Douglas Elmendorf, director of the Congressional Budget Office, spoke in Minneapolis Thursday. File photo from a congressional hearing in Washington earlier this month.

Andrew Harrer, Bloomberg

Budget official says tough choices are ahead

  • Article by: Adam Belz
  • Star Tribune
  • February 20, 2014 - 8:31 PM

Doug Elmendorf wants the American people to start making tough decisions about how the government spends money.

Thanks to growing spending, primarily on older citizens, the nation’s already massive debt is on an unsustainable course, the director of the Congressional Budget Office (CBO) said Thursday in Minneapolis.

“The nation has not made the fundamental choices about the federal budget that it needs to make,” he told the Economic Club of Minnesota. “Sometimes we talk about the lawmakers not making choices, but more fundamentally we as citizens have not made these choices. And because these choices have not been made, the federal debt remains on an unsustainable path.”

The man in charge of providing nonpartisan budget and policy analyses to Congress has taken heat recently after his office released two reports that give ammunition to those who oppose both President Obama’s health care reform and an increase in the federal minimum wage, but Elmendorf focused his presentation on the nation’s long-term budget problems.

National spending will grow in coming decades almost exclusively in three areas, he said: Social Security payments, health care spending and interest payments on the nation’s debt.

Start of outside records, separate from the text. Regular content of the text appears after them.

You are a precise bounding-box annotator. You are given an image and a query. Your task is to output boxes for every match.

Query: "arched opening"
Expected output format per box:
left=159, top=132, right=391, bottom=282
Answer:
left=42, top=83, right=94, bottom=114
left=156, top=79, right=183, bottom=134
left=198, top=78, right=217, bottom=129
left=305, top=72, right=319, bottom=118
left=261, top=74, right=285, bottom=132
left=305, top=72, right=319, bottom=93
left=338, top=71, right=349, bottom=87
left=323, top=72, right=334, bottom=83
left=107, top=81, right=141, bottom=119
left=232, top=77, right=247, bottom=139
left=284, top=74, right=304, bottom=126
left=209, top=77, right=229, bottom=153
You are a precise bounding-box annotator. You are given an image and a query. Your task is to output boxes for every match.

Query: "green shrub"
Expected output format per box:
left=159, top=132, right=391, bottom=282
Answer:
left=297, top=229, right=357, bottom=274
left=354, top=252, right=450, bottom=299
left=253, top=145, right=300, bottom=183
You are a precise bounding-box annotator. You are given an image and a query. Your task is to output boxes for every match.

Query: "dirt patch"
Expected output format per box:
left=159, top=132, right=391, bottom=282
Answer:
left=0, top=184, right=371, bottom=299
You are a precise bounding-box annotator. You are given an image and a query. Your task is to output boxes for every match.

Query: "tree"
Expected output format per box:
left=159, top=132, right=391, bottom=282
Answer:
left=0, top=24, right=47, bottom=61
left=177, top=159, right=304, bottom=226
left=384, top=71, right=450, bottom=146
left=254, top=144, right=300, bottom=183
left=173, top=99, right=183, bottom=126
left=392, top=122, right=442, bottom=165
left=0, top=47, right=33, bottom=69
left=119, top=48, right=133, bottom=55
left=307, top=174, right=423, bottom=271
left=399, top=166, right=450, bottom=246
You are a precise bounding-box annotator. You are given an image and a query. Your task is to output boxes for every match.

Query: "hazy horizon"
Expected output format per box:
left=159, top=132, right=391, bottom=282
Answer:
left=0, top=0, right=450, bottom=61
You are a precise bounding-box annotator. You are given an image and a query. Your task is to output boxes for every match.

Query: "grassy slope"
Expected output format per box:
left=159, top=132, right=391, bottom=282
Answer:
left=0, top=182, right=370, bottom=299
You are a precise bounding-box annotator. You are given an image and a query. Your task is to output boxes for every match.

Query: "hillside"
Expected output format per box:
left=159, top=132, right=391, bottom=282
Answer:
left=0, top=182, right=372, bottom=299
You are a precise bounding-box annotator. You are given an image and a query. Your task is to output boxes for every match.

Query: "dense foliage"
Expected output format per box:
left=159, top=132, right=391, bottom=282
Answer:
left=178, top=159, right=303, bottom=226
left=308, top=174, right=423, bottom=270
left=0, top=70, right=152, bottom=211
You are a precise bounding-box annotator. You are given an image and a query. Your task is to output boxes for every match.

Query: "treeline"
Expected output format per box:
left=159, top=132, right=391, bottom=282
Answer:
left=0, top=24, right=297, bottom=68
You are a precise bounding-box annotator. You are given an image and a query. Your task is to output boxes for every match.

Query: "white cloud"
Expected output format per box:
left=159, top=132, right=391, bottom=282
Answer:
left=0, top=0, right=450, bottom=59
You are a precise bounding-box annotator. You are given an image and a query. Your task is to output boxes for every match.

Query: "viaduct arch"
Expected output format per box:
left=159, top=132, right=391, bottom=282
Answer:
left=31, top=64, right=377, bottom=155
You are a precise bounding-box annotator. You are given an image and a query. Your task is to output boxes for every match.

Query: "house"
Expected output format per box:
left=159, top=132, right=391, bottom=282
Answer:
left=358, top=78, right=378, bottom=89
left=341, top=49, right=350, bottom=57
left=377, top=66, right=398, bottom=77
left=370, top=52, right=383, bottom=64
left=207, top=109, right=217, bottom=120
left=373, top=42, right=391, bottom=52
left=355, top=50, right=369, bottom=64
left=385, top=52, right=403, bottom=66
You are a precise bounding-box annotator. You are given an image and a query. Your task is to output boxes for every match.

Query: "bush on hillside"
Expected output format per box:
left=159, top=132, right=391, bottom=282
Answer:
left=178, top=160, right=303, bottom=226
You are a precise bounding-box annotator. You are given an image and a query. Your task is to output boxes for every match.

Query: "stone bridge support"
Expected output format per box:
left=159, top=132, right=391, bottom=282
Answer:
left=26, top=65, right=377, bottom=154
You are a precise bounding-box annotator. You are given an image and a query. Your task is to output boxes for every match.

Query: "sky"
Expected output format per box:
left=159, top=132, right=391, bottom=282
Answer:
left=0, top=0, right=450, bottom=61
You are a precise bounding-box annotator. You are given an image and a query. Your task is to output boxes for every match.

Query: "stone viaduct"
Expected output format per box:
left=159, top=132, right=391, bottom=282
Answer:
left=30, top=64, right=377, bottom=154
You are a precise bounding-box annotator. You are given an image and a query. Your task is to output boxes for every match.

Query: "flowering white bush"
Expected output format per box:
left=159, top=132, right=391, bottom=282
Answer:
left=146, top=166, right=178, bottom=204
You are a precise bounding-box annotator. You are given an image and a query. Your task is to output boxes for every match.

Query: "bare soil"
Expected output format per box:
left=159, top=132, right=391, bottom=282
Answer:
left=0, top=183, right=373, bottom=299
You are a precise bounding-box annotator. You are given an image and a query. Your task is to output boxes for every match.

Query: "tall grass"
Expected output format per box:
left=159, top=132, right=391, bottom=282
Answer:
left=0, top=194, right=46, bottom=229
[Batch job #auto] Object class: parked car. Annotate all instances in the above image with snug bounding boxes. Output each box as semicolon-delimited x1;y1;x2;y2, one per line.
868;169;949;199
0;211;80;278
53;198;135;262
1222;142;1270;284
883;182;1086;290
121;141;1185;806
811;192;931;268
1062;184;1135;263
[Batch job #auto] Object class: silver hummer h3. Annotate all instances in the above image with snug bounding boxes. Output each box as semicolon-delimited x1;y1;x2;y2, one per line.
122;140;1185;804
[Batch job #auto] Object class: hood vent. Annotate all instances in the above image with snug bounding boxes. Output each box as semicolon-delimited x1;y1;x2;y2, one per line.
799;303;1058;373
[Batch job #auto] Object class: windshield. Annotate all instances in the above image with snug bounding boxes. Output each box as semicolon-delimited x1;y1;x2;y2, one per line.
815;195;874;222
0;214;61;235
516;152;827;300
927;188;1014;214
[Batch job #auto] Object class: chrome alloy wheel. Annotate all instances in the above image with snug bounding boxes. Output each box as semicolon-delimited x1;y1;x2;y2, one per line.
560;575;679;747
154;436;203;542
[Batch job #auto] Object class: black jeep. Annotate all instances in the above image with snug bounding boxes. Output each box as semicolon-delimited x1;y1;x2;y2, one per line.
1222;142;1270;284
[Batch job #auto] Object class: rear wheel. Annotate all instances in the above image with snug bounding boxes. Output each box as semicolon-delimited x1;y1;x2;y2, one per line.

Eliminating a chunk of that spending, and thus cutting the deficit and eventually paying down the national debt, will require either substantial cuts to benefits for older Americans or significant tax increases, or some combination of the two.

That’s because all other types of government spending are expected to decline as a percentage of the nation’s economic output over the next decade.

“So the growth of government spending is not growth of the government writ large,” Elmendorf said. “Most of the government will be smaller relative to the size of the economy than it has been in the past.”

Bills will pile up because the population is getting older, and because of the eventual rise in interest rates that will make it more costly to service the nation’s $16 trillion debt.

About 33 percent more Americans will collect Social Security in 10 years than do today, Elmendorf said. By 2024, 60 percent of federal health care spending will go to Americans ages 65 and older. Another fifth will go toward the blind and disabled. Another fifth will go to everyone else.